A bill in the State House would ban nondisclosure agreements in sexual harassment cases.

Photo illustration by globe staff; Adobe; Globe file photo

What do Fox News and the Massachusetts House of Representatives have in common?

A shared history of buying the silence of women who experience sexual harassment in the workplace, according to one state lawmaker.

That unsettling common ground brought together Gretchen Carlson — the former TV anchor who spurred the nationwide #MeToo movement when she took on Fox News chief Roger Ailes — and state Senator Diana DiZoglio — the Methuen Democrat who is taking on House Speaker Robert DeLeo as she pushes for a law to ban nondisclosure agreements that prohibit primarily women from speaking out about their experience.

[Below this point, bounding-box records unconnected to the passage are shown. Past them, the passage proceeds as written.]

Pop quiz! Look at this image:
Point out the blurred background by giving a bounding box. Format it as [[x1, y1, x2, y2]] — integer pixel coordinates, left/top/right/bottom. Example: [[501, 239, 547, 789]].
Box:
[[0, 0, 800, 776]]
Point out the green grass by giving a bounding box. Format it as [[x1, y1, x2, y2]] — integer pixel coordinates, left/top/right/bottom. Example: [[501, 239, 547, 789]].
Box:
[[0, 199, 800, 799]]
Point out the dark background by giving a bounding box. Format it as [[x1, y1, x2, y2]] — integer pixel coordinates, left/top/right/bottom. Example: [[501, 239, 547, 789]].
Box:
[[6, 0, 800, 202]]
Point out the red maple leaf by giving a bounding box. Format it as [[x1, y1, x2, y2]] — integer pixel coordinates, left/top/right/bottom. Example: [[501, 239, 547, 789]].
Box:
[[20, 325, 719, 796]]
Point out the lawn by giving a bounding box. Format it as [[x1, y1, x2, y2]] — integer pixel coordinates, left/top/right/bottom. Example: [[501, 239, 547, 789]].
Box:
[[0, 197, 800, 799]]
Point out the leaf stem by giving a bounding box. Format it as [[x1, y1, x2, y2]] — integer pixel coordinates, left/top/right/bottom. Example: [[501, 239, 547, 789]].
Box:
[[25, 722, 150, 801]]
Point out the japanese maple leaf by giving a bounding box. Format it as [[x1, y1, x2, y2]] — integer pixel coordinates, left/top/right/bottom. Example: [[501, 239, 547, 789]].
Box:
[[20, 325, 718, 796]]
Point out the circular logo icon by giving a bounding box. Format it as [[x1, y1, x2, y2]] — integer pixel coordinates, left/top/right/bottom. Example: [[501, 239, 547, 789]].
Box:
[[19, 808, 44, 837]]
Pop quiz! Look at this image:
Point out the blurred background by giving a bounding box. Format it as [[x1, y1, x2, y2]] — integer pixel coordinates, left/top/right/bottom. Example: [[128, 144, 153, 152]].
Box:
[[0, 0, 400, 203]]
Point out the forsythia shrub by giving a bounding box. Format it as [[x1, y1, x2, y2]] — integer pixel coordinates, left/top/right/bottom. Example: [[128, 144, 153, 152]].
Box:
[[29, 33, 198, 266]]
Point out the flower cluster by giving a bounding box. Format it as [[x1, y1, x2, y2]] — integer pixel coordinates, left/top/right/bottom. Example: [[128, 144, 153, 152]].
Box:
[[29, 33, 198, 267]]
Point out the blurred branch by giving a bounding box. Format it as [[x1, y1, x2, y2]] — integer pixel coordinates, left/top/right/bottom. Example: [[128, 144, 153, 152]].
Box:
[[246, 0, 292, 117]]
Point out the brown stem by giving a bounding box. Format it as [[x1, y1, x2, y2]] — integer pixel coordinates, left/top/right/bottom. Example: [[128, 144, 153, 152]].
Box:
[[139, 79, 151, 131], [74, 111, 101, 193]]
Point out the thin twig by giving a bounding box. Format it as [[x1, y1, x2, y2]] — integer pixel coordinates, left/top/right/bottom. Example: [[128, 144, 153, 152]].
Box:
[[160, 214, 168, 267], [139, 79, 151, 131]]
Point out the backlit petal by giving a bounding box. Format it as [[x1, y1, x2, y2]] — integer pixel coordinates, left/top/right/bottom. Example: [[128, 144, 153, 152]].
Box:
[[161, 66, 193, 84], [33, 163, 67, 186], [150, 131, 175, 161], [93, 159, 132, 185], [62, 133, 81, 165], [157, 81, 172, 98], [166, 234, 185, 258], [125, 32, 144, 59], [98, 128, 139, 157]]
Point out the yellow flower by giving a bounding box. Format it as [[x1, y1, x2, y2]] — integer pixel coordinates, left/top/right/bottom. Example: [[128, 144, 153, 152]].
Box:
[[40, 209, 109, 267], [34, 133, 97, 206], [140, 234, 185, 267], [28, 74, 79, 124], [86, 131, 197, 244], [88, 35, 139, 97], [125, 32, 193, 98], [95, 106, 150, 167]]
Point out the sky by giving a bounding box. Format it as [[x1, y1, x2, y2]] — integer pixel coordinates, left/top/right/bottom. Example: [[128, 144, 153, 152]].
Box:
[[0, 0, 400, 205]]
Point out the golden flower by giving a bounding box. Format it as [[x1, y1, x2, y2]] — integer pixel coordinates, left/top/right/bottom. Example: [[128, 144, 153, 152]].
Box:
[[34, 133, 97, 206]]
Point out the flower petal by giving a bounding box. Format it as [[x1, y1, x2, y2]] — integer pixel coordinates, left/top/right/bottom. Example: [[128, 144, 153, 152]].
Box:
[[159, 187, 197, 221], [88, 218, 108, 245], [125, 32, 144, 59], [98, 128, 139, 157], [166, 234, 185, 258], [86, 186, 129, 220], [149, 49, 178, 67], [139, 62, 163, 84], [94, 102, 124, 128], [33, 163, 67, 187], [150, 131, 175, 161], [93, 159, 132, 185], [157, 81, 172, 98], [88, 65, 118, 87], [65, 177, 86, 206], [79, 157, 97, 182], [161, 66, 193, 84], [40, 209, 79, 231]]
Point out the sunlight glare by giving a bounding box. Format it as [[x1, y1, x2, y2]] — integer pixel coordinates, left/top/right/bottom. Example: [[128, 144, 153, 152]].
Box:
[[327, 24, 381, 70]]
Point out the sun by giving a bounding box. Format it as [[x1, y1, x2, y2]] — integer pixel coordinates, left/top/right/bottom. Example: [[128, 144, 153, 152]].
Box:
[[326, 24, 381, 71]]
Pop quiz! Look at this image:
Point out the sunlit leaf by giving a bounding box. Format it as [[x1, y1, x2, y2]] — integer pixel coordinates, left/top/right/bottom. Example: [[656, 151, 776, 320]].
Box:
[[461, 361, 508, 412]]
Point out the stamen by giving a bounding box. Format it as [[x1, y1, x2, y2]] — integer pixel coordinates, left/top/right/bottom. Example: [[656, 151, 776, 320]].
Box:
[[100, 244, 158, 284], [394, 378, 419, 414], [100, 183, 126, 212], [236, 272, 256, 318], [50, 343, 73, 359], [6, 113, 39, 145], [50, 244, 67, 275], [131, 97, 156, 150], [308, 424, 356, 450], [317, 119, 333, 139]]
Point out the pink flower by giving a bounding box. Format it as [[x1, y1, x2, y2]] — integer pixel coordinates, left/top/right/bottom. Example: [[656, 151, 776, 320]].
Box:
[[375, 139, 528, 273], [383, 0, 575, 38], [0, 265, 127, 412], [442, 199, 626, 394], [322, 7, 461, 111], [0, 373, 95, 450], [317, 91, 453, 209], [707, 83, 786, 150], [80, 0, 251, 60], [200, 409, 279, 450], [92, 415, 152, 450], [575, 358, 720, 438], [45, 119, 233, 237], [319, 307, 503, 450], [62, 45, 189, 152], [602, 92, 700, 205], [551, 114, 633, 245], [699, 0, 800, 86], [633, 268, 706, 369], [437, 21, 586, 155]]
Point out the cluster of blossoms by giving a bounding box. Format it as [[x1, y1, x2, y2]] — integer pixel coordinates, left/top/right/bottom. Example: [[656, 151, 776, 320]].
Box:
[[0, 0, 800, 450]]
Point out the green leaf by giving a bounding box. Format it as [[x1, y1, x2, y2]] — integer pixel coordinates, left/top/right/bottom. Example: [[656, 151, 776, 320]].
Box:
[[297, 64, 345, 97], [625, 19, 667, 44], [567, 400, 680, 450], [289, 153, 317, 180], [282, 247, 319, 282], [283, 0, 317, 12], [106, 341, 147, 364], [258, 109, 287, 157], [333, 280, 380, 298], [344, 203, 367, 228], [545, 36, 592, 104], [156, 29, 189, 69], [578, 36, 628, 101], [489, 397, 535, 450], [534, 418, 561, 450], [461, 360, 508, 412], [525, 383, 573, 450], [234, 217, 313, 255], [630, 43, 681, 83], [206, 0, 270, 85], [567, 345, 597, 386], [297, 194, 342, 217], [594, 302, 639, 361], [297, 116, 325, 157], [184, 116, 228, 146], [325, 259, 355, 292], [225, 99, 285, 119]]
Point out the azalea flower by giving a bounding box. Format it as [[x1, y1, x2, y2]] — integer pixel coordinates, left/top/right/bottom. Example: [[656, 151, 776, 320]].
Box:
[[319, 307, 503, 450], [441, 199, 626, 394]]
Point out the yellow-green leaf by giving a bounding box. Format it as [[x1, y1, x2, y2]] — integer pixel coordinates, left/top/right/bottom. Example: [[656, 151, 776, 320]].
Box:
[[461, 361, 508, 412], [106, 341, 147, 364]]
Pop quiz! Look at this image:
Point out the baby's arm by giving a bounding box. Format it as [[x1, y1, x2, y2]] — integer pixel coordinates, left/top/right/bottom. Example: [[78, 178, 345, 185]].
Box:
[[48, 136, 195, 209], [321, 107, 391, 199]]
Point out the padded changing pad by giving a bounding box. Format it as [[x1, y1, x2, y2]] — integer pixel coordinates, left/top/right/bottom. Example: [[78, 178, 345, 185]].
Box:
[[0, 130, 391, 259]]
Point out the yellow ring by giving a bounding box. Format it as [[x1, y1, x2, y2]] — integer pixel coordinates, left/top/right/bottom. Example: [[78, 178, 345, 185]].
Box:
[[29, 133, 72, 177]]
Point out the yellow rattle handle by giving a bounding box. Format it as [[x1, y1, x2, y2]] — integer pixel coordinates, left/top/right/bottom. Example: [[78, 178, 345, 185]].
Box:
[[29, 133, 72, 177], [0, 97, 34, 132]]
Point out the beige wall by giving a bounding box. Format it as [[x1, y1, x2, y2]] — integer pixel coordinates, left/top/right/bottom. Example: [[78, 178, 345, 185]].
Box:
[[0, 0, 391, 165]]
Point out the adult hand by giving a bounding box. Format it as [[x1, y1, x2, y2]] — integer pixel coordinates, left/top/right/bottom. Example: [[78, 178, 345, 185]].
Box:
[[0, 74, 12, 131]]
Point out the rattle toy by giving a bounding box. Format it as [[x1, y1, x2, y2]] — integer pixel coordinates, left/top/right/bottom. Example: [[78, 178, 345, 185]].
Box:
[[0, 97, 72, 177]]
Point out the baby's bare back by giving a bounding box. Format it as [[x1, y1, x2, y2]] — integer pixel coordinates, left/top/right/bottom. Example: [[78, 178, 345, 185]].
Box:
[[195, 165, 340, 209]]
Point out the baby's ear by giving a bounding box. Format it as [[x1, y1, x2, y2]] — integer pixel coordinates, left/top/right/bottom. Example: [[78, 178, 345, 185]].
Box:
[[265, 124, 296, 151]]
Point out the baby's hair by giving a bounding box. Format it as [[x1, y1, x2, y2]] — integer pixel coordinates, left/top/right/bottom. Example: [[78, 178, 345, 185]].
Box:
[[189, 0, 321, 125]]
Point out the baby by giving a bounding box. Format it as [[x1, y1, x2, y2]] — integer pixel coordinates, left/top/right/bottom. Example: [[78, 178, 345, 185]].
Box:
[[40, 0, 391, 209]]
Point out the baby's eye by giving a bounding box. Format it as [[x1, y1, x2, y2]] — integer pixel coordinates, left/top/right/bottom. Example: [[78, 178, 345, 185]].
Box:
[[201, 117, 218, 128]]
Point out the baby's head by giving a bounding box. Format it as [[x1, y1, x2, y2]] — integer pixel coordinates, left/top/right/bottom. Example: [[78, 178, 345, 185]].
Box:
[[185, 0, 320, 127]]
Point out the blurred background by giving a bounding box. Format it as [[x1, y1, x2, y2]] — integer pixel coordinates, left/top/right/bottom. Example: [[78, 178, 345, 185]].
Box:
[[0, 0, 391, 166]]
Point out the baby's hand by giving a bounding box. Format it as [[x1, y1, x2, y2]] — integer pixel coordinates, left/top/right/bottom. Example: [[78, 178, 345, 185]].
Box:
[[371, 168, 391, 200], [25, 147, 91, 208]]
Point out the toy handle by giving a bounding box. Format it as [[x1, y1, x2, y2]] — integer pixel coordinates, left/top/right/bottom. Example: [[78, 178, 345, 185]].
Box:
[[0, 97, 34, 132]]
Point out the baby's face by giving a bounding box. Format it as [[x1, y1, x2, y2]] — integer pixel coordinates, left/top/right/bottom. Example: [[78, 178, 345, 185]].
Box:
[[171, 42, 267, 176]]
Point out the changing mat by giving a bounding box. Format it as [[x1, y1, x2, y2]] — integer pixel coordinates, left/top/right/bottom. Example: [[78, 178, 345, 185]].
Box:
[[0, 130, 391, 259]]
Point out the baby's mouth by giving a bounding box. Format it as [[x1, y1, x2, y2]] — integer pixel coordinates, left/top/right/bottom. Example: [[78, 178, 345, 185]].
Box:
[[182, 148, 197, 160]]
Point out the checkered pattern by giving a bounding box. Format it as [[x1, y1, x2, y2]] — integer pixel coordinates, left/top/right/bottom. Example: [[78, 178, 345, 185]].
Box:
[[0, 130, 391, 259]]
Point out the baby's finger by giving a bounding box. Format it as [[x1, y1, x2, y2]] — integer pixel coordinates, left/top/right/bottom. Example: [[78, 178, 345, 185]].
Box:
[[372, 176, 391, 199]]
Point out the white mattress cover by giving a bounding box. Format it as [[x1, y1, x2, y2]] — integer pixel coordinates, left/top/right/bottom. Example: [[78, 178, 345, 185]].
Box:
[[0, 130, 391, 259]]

Their shared mission showcases the pervasive and nonpartisan nature of sexual harassment. It also highlights the ongoing conflict over how to deal with it. Some advocates argue that nondisclosure agreements — or NDAs — are critical to protecting the identity of victims. However, Carlson made a powerful case for banning them.

“The silence can be suffocating,” she said at a State House press conference Monday with DiZoglio and others, including Representative Alyson Sullivan, a Republican from Abington. “No one should be penalized for having a voice, because buying silence instead of stopping harassment is immoral and unjust. We’ve lost hundreds of thousands of women workers in our country. We’ve lost them to harassment across every profession, while predators continue climbing the professional ladder.”

Carlson filed a sexual harassment lawsuit against Ailes in 2016, alleging she was demoted and fired when she rebuffed his sexual advances. After she went public, more than 20 other women came forward to accuse Ailes of sexual misconduct. He was forced out, with a settlement of about $40 million. She received a $20 million settlement and an apology from 21st Century Fox. But she had to sign a nondisclosure agreement that keeps her from telling her story — leaving that to others, as depicted in the movie “Bombshell.”


DiZoglio’s story is very different — except for the ending. Back in 2011 — before she was elected to the House and then the Senate — she was working as a House aide when discredited rumors about inappropriate behavior made her the target of gossip and sexual harassment. The Republican lawmaker for whom she worked did not like the whispers, and she was fired. A lawyer helped her negotiate a severance agreement with the speaker’s office that gave her six weeks’ pay, based on a salary of about $30,000. Her agreement, like Carlson’s, also included a requirement that she not talk about what happened to her. In March 2018, she broke the agreement on the floor of the House, and ever since has been trying to end the practice of nondisclosure payments. As she points out, in the public sector, taxpayers are footing the bill.

DeLeo disputes DiZoglio’s account, insisting he was unaware she had been sexually harassed, and thus could not be trying to cover up harassment or silence a woman who endured it. But DiZoglio isn’t backing down. Addressing her fellow legislators at the press conference with Carlson, she said, “Your speaker lied to you and put you in a very bad position, both by unequivocally denying that he has given out NDAs for anything related to sexual harassment, when I have one from his office and my circumstances were widely publicized leading up to my wrongful termination, and also by exploiting victims’ need for confidentiality . . . to allow these agreements to continue to be used by his office and elsewhere in our government.”


The Senate now forbids nondisclosure agreements among its employees. Under its rules, the House allows such agreements to continue — if requested by the employee. According to DiZoglio, her bill, which is currently before the Judiciary Committee, would do the same. However, Representative Claire Cronin, the House chair of that committee, and Senator James Eldridge, the Senate chair, both insist that, as written, DiZoglio’s bill would not allow victims to request an NDA. She said she would be happy to rework the language and clear up any ambiguity.

DiZoglio said the critiques are nothing more than excuses from those who want nondisclosure agreements to continue. And as long as they do, the powerful in any institution, from media moguls or local legislators, can bully the powerless into buying their silence.